A Chicago book that holds special meaning to me
Rita Dragonette
When I was seventeen we read The Razor’s Edge in English Lit and I fell in love with Larry Darrell, the character who is the central focus of the novel. He had come back to Chicago from World War I a changed man, haunted after a buddy on his flight team lost his own life by saving Larry’s. I was certain that, unlike the self-absorbed Isabel, I would have packed up and followed Larry anywhere in his worldwide quest for the “why” of life.
The book, read at a time when I was grappling with my own issues of faith and identity, stayed with me. Eventually, I realized it wasn’t love; I wanted to be Larry Darrell, with that curiosity, wanderlust, and thirst for knowledge.
What made this affinity reasonable in my mind was that the novel’s characters were all from my hometown. Their lives were far more privileged than my own, but I could imagine. They met for drinks at the Blackstone Hotel and lived in fine homes on Astor Street and Lake Shore Drive, addresses that sparkled with elegance and possibility. Addresses I remembered from the backseat of my father’s Buick, during a childhood drive up from a South Side suburb to a cemetery in Evanston. These were the people behind all those windows looking out over the lake.
Though the majority of the action of the book is elsewhere, the characters all come from Chicago, branching out into the world in search of refinement, experience, enlightenment, or escape. There is a lot of eating and drinking and fine clothes and conversation as they meet to catch up and assess each other in various Paris cafes, swank apartments, and rough bars. They circle back from Chicago to India to London, throughout the South of France and Europe, a fraternity bound by similar roots more in common than their current addresses would indicate.
The characters each change, by necessity, tragedy, choice, or because the 1929 stock market crash turned their world upside down, yet again, so soon after the war.
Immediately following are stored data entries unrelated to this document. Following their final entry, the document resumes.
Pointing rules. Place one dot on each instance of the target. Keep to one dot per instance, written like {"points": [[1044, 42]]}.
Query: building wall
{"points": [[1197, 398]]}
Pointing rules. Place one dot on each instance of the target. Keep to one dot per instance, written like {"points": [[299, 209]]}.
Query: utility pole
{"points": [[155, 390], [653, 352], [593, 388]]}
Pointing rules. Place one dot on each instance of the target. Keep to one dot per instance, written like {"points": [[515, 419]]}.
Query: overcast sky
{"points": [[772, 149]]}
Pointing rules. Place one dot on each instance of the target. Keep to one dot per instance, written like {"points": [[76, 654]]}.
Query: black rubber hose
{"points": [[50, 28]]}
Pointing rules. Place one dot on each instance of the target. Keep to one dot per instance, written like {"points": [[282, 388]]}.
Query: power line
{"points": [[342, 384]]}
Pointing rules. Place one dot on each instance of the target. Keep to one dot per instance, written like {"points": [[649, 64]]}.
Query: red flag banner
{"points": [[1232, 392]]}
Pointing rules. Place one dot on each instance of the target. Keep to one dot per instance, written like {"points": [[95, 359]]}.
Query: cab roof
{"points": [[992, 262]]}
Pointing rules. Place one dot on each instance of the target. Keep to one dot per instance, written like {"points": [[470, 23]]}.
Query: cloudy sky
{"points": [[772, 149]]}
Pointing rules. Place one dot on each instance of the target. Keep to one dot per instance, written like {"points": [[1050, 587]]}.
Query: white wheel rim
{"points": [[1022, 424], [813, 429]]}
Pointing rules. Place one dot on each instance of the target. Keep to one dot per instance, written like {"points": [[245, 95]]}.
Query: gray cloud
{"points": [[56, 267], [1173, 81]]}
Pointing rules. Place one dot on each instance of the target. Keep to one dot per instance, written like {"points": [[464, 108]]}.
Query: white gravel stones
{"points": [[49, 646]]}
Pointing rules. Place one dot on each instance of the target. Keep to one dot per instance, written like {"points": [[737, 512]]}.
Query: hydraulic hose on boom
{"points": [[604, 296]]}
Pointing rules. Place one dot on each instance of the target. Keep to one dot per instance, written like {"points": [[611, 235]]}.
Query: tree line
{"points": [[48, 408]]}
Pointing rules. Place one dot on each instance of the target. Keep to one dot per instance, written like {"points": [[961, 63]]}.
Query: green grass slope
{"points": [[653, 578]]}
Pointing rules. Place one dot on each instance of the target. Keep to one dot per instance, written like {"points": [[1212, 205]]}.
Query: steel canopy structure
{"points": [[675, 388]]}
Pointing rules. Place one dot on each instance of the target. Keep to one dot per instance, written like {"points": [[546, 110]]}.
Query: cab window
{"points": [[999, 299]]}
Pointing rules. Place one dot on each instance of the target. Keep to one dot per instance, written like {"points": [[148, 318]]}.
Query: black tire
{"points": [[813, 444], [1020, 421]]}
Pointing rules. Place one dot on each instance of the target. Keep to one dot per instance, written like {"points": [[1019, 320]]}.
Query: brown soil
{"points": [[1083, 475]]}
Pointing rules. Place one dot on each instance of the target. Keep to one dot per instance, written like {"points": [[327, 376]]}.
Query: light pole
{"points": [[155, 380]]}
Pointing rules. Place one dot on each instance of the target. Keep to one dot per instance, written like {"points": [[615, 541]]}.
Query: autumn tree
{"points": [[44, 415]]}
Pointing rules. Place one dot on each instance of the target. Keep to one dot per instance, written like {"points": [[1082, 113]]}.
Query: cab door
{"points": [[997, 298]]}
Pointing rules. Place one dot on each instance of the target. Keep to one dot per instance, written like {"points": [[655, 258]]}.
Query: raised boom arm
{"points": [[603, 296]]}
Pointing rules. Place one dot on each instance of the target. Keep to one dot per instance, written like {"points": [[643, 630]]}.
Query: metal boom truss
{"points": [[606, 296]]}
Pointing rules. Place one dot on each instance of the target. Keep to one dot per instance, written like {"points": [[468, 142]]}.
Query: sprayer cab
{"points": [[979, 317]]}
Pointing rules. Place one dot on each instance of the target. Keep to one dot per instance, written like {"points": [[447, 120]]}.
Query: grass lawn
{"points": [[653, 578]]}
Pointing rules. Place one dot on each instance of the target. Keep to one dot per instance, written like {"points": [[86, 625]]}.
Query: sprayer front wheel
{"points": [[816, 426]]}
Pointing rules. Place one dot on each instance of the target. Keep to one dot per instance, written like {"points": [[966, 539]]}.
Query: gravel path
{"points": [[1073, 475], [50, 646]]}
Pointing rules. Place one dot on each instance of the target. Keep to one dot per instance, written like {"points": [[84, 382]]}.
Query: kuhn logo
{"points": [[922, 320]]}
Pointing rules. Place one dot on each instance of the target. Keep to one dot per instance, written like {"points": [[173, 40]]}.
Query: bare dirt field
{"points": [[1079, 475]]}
They will adjust, it is obvious, because of their Chicago-style resilience and practicality.
To my teenage perspective it meant that my heretofore seemingly boring Midwestern background did not need to limit the reach of my aspirations. I was from Chicago; I had the grit to venture out, win, and/or recover.
Today, I’ve seen a great deal of the world, I live in a condo on Lake Shore Drive (though without a lake view), and everything I write is about the “why.”